Holding on, keeping my head up, praying, hoping, willing, and manifesting this moment into existence.
And now it was happening.
He had come back for me.
“Then yeah, Joe,” I sobbed, clutching onto him as another contraction started to build up inside of me. “I’m definitely in labor.”
“Jesus, Mary, Joseph, and the donkey,” Mam screeched when she returned to room and found my long-lost love standing there. “Where in the name of Jesus did you come from?”
“The window,” Joey told my mother, as he knelt in front of me and pulled the biggest granny knickers I owned up my thighs.
Oh, the indignity.
“When did you get back, Joey love?”
“Today. Came straight here, but Tony told me to go fuck myself.”
“Explains the window entrance.”
“Do you have a bag, Molloy?” he asked, reaching for a pair of fluffy socks and slipping them on my feet. “If the contractions are coming that close together, then we need to get a shove on.”
“Tony has her car. The bag is in the boot,” Mam answered for me. “He’s on a roadside call out – said he’d be another hour at the least before he gets back into town. And ah, well, I don’t want to worry anyone, but I’ve just been out to the van and we’ve a flat tire.”
“Is there a spare in the back?” I heard him ask. “I’ll run down and change it.”
“No.”
“What the fuck, Trish!”
“I know, love! I know!”
“Aw crap,” I groaned, leaning heavily against Joey as another contraction ricocheted through my body. “It feels like I’m splitting down the middle.”
“You’re grand,” he was quick to soothe, reaching around to rub my back when a pained cry escaped me. “Just keep breathing.

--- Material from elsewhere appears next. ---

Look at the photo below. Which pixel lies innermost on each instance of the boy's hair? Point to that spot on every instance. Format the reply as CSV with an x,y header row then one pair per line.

Nice and steady.”
“Joe,” I groaned, digging my chin into the crook of his neck when the pain threatened to rip me open. “I’m dying here.”
“Keep breathing,” he instructed, slipping a hand into his jeans pocket and withdrawing a mobile phone. “I can get us a spin to the hospital.”
“Yeah, I'm going to need you to let me out of this car," Gibsie announced, dry heaving from the front seat, as he drove like a maniac towards the city. "Like right fucking now!"
"You're driving the bleeding car, ya bollox," Johnny barked, looking equally as distressed in the passenger seat. Putting his head in his hands, he rocked his oversized body back and forth. "It's grand, Gibs. It's perfectly normal. We can get through this together."
“All I wanted was a burger.”
“I know, Gibs.”
“Any maybe a curry chips. Is that too much to ask for? And now, after what we’ve just witnessed, I’ll never eat again, Johnny.”
"Would you two shut the fuck up," Joey snapped, flustered. "You're scaring her."
"She's scaring me!" Gibsie accused, reaching across the console to grab Johnny’s hand.
"I know, lad," Johnny choked out, clutching his hand. "Me, too."
"Stop panicking!" I screamed, lunging between the seats to clatter the pair of them. "You're making it worse."
"Calm down, boys," my mother commanded from the other side of me. "This is all very natural.”
“There’s nothing natural about the noises coming out of your daughter,” Gibsie wailed, dodging a fist to the back of the head from Joey. “I want my mam.”
“When you approach the roundabout, take the third exit,” the Sat Nav in his car instructed in that mechanical robot voice. “And continue southbound.”
“Southbound? Where the hell is southbound?”
“Straight ahead, Gibs.”
"Oh Jesus, Cap,” Gibsie practically wept. “Not the roundabouts.”
“You’ve got this, Gibs.”
“You know I'm not good with roundabouts."